Impressive isn’t the word Isabell would have chosen when she first set eyes on the gelding in 1989.
“I was already training with der Doktor, and riding his horse Weingart,” she says, referring to her trainer and mentor Dr Uwe Schulten-Baumer. “One day, der Doktor told me that his son, Schulten-Baumer Jr, felt he had too many horses to juggle with a busy job as a hospital doctor, and that I could choose one for myself. So off we went to Warendorf, to a little yard where I tried two horses.

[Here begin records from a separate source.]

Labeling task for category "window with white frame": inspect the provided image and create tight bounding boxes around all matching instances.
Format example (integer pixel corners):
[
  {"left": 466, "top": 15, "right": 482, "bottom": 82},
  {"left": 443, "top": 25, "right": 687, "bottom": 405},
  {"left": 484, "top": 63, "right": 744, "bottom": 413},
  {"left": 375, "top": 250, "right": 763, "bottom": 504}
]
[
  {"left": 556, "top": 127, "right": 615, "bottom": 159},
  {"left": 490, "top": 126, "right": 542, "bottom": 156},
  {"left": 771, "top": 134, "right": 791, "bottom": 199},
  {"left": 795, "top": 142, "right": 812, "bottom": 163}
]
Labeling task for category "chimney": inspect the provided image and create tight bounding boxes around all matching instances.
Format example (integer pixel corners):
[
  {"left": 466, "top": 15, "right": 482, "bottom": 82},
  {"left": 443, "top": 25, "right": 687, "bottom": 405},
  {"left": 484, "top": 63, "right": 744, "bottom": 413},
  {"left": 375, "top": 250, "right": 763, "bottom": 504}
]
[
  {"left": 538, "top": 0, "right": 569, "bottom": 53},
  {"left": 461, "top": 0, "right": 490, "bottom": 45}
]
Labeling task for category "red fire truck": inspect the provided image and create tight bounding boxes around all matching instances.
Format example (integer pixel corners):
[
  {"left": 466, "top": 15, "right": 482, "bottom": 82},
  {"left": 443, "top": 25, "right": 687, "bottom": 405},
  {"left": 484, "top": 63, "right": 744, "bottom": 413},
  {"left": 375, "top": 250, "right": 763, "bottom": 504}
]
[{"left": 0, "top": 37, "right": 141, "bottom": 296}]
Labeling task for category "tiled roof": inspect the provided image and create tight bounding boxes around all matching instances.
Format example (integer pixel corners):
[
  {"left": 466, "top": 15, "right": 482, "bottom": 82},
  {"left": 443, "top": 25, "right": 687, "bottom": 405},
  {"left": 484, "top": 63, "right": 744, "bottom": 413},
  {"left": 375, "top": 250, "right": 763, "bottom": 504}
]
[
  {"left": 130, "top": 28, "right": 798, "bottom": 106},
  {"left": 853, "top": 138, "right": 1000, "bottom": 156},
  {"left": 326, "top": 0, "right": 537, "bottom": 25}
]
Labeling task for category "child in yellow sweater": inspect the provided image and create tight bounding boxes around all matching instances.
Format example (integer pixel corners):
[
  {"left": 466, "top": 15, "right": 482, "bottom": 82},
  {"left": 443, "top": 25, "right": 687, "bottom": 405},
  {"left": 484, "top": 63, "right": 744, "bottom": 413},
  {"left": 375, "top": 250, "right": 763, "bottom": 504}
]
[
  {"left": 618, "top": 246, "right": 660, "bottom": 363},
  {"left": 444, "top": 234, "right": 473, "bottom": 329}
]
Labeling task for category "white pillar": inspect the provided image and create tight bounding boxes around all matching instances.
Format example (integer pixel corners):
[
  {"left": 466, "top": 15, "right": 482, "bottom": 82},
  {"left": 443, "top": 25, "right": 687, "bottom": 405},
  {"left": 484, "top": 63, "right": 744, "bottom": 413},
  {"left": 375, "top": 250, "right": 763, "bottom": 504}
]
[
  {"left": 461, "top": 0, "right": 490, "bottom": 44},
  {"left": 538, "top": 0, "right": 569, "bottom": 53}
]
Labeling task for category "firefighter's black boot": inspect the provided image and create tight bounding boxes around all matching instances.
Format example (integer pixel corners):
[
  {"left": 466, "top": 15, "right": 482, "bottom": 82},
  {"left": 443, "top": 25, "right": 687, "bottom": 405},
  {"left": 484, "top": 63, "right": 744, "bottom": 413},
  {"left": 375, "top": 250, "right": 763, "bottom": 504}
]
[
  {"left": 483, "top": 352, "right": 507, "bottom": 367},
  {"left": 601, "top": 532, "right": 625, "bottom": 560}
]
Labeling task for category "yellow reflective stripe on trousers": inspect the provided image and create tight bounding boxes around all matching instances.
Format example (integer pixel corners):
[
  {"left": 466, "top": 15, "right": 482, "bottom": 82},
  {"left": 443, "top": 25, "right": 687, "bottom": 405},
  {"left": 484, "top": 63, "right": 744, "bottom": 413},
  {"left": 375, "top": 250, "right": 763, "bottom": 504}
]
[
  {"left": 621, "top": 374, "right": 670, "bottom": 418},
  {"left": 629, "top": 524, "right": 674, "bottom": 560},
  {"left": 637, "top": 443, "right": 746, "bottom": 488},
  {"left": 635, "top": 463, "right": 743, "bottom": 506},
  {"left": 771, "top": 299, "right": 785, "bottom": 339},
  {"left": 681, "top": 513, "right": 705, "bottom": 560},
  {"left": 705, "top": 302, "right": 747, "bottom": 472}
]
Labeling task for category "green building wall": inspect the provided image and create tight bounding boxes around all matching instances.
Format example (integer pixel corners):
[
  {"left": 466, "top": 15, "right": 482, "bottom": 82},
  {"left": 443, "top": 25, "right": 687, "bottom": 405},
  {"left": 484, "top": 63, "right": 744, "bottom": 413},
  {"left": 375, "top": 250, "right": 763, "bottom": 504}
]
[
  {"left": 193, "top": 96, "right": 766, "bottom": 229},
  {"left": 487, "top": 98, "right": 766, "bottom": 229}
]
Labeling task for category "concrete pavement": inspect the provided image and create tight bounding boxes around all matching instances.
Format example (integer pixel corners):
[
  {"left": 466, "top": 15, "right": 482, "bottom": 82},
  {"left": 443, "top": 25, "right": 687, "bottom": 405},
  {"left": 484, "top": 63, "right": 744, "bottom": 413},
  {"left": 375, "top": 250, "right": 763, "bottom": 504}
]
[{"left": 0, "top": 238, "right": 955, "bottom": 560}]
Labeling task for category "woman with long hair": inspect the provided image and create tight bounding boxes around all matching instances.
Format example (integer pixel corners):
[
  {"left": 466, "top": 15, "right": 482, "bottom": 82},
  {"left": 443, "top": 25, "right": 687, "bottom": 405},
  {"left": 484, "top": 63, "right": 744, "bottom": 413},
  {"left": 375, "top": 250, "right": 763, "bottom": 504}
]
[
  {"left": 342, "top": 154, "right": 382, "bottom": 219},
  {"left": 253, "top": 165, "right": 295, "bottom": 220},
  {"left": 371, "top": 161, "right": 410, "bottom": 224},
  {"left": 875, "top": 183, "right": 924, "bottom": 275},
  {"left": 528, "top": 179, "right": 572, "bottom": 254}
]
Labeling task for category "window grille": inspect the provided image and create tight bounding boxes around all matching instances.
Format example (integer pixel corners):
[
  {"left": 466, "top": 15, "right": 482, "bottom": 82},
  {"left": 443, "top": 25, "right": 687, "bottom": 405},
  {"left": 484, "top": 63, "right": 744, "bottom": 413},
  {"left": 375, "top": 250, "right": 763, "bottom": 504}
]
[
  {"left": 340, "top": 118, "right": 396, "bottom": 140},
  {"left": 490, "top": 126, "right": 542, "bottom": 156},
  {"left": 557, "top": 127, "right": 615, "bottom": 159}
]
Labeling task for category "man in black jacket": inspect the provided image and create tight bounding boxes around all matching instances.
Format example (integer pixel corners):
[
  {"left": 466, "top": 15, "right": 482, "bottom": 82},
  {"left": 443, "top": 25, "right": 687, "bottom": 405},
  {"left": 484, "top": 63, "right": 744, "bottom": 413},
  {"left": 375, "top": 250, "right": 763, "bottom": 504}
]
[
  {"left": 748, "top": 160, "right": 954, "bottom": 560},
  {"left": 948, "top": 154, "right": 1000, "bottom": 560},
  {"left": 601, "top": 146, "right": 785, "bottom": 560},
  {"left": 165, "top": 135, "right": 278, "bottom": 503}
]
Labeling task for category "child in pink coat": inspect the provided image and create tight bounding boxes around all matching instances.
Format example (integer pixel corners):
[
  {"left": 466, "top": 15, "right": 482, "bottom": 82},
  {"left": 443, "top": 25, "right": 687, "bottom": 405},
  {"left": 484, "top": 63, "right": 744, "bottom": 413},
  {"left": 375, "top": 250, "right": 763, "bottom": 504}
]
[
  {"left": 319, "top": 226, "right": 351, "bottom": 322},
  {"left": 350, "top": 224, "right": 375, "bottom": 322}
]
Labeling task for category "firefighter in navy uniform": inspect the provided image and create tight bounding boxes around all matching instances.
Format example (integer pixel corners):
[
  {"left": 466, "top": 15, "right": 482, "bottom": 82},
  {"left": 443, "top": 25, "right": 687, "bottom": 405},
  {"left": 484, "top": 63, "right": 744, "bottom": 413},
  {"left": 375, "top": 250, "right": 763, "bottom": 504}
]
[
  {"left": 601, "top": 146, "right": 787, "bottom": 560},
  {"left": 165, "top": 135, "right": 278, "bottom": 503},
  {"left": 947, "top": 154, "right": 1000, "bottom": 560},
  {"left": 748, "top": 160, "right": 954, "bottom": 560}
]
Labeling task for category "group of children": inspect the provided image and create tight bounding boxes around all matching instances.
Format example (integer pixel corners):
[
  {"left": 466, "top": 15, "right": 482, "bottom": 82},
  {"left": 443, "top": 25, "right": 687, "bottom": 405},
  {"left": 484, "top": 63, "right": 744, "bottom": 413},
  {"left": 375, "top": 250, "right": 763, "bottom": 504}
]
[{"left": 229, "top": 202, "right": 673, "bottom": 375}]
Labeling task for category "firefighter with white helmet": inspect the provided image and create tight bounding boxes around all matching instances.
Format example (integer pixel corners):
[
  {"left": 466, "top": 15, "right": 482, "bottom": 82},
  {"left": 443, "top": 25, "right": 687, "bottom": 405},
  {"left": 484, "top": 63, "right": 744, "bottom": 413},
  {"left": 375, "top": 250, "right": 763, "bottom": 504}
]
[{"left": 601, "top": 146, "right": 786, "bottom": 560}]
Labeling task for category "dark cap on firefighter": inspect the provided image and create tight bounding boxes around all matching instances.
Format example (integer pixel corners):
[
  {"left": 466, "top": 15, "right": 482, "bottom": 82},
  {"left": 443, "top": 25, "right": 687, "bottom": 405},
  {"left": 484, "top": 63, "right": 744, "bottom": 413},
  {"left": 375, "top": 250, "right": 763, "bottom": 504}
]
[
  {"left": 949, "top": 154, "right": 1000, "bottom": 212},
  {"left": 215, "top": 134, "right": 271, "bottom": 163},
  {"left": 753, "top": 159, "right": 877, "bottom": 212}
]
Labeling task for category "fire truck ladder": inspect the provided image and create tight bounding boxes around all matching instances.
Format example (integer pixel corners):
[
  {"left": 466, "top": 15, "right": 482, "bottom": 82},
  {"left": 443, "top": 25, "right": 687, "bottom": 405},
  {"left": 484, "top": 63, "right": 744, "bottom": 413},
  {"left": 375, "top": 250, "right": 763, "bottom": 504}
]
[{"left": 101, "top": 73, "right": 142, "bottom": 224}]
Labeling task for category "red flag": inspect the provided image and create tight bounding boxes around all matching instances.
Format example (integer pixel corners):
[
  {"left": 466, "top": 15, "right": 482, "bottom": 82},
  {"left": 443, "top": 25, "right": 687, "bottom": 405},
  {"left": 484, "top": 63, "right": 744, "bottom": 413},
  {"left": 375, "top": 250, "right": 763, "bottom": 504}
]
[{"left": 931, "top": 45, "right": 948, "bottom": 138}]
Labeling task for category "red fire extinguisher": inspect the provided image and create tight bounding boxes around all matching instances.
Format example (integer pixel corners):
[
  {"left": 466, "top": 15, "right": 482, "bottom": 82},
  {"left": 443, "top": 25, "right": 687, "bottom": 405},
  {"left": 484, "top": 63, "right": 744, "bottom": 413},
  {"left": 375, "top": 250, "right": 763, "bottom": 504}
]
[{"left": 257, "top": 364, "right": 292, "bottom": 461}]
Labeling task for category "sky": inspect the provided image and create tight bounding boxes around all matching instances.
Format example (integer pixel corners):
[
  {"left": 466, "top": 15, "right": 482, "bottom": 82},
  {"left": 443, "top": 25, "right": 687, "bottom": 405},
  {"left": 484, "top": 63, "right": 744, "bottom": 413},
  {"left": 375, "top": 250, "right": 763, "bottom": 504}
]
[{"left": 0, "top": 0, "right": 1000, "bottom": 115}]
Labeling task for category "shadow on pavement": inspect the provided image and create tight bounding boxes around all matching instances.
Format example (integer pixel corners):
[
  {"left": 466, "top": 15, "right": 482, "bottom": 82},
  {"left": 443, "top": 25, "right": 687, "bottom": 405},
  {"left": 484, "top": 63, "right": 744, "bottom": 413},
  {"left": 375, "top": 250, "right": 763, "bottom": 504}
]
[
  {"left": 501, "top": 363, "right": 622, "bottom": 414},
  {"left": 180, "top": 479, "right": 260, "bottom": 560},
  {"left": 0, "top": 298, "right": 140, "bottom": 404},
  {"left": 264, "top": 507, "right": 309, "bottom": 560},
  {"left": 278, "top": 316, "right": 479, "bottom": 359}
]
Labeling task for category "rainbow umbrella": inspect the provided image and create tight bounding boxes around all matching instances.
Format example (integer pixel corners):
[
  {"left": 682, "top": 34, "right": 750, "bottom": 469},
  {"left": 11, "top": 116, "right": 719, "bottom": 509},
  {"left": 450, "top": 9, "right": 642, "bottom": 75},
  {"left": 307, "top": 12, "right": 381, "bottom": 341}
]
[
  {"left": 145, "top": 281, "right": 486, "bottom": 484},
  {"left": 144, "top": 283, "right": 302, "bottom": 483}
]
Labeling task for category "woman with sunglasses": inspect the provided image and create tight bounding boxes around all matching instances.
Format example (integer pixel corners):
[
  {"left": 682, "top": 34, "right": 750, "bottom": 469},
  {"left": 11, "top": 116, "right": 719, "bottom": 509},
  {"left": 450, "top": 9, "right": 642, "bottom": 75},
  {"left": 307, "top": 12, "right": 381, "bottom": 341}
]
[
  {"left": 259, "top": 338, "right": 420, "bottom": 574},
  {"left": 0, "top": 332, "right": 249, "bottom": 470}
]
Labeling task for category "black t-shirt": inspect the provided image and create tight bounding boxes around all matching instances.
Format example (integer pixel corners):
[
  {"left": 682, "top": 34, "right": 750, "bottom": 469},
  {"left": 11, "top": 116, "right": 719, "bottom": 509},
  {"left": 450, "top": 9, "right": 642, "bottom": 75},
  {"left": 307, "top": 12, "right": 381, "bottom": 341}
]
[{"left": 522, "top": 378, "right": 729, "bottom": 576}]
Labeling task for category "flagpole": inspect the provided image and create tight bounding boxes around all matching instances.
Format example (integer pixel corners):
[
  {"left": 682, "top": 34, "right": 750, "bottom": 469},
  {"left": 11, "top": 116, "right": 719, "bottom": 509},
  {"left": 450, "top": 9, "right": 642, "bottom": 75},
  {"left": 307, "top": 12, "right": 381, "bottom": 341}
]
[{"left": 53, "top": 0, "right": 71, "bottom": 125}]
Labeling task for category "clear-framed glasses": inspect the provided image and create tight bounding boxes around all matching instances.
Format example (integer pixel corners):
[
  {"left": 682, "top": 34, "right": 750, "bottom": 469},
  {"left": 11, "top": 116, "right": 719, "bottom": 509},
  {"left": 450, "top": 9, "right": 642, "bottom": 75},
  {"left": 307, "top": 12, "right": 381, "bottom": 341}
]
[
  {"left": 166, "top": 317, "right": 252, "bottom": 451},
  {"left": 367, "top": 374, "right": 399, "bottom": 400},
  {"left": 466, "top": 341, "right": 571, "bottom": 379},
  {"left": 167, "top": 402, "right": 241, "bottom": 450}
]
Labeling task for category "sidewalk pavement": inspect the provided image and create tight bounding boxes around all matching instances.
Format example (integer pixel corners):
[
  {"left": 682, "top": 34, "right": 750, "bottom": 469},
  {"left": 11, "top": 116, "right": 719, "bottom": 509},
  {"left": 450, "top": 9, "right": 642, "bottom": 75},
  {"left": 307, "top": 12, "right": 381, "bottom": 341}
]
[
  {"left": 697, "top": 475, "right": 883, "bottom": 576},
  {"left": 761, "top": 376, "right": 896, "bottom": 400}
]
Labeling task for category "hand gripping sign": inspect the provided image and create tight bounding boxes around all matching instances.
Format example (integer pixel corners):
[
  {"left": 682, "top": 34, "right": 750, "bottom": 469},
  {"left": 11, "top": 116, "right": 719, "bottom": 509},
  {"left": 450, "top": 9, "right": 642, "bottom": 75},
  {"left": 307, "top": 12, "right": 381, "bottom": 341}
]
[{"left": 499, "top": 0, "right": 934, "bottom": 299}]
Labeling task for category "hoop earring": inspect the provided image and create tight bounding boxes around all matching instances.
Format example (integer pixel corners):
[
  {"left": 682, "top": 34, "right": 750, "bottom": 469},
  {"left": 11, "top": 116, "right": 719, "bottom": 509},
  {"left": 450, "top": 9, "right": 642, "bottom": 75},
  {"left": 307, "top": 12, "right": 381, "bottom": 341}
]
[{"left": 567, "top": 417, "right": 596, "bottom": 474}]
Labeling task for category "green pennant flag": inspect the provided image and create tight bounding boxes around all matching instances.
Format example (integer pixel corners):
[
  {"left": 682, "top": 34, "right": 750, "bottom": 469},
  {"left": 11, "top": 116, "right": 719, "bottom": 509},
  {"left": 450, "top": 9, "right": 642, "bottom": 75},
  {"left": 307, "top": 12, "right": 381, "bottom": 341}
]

“The first one was called Whiskey, and the second was Gigolo, then six. He was a bit ugly: a big, long-legged chestnut with big eyes and ears, but without any muscles.
“My first thought was, ‘Oh my God, I hope he moves better than he looks,’” she reminisces. “I had to ride a few metres from the stable to the arena, and when I got on it felt like I was about to set off down a ski slope: he was that downhill.
“But then, from the very first step of trot in the arena, I knew he was my horse. Der Doktor saw my face and started to smile. I loved everything about him – the elasticity, the swing, the connection – and he gave me the feeling he really loved to move.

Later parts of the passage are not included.